Don’t Let ‘Job Maker’ Be State’s Destiny


    If there is one thing that can be said of this past electoral season, it is that being a “job maker” is suddenly very important.

    Oddly, the electorate, politicians and media all accepted the job maker as a concept of dire importance. Yet the moniker is so foreign that media outlets have been unable to consistently punctuate it. Should it have a hyphen? Is it “job” singular, or “jobs” plural?

    In fact, the state’s first public use of the term in reference to a specific individual or entity was in the first Dick DeVos for Governor ad in February. According to the Proquest database, no Michigan media outlet has ever used the term to refer to any individual other than Gov. Jennifer Granholm or DeVos. Nationally, there are scant few times the term has been applied.

    It’s worth noting that Merriam Webster does not believe the noun “job” is a synonym for employment. Instead, it defines “job” as a finite task or piece of work. In the context of “job maker,” its use, then, seems almost counterintuitive. Why create more work? This sounds a bit like socialism — putting people to work for the sake of contribution, a reason to be fed.

    Semantics aside, the job maker — or job creator, as economists prefer — has been perverted into yet another political slogan for maintaining the status quo.

    By contrast, the Melbourne University-published “Ideas for the New Millennium” identifies the difference between job makers and job takers. The former is a leader, interchangeable with “future maker” or “path maker.” It is not someone who makes work for the job takers, but someone adaptable enough to always be employable.

    According to the book’s author, Peter Ellyard: “The more auspicious and effective way to develop your career path is to first look inside yourself and discover your destiny.
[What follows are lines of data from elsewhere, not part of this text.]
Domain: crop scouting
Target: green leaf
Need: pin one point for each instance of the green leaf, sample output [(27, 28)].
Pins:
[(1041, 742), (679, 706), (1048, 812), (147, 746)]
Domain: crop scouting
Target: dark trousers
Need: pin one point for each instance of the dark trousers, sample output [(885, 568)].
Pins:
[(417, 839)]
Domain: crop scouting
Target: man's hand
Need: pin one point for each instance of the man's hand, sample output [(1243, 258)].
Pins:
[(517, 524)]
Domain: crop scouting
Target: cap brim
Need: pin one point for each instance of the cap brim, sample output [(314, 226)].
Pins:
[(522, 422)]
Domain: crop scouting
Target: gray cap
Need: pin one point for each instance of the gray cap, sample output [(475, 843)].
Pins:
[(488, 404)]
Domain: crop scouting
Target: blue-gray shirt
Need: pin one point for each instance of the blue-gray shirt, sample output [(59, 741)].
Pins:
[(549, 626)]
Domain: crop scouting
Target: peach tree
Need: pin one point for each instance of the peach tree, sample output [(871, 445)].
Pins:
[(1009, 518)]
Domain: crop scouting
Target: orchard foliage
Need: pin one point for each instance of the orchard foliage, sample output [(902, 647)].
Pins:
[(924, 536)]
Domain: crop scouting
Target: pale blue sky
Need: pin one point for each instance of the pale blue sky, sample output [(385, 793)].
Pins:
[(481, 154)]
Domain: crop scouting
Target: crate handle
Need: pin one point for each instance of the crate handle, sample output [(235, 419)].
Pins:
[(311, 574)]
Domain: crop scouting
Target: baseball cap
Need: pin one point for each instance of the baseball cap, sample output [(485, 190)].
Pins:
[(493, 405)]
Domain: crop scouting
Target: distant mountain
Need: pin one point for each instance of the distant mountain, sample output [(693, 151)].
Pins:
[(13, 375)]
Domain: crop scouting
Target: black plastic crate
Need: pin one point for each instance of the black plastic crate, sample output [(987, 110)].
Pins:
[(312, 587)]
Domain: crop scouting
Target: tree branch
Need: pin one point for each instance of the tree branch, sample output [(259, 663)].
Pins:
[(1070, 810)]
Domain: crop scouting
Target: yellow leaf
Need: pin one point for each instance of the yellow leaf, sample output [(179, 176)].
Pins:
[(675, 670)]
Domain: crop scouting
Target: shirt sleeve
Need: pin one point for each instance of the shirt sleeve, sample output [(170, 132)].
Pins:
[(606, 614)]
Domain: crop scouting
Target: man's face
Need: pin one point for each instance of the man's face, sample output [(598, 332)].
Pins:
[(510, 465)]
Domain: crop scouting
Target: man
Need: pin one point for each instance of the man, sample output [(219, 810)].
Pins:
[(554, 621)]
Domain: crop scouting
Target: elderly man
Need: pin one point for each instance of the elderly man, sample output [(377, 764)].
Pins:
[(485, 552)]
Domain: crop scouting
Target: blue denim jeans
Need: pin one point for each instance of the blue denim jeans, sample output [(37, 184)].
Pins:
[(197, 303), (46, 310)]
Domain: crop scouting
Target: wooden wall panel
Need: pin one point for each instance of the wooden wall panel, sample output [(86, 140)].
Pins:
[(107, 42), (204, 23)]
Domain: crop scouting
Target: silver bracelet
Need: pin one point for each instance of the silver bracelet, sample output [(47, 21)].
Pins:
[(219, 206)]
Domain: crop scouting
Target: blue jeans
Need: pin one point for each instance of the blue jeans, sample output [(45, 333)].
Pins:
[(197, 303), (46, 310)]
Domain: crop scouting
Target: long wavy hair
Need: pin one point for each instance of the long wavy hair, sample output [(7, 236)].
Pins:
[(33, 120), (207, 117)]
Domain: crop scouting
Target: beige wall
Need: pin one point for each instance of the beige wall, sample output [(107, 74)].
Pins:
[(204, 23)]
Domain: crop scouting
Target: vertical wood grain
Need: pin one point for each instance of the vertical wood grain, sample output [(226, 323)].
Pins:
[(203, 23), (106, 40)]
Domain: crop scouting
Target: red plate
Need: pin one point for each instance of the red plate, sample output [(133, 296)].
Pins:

Fulfilling your destiny defines your work, that which you do to give meaning to your life. The next step is to turn your work into your employment, thereby generating financial security. This you do by matching your work to emerging industries, job markets and job categories; thereby developing a fulfilling career path from realizing your destiny.”

    In simpler terms, Michigan does not need jobs, especially at the cost of productivity or profitability. Retaining job banks or repaving highways for no good reason is the stuff of charity. John Widdicomb did not make jobs; he made furniture. Henry Ford did not make work; he made cars. Likewise, no firm would list “jobs” as its primary offering.

    The problem facing this state is not a lack of work to do, but a lack of workers to do what needs to be done. Health care, high technology, advanced manufacturing, good old-fashioned salesmanship — in these areas, the state has more jobs than it can fill. With the election passed, economic developers, public and private, should be reminded of this.

    The old adage about giving a person a fish for dinner or teaching him how to fish so he can eat forever rings true. For the sake of the state, it is not a matter of how many “fish” can be meted out during a tax abatement hearing or how many “fish” can be hired at Taco Boy, but how many fishermen Michigan can make.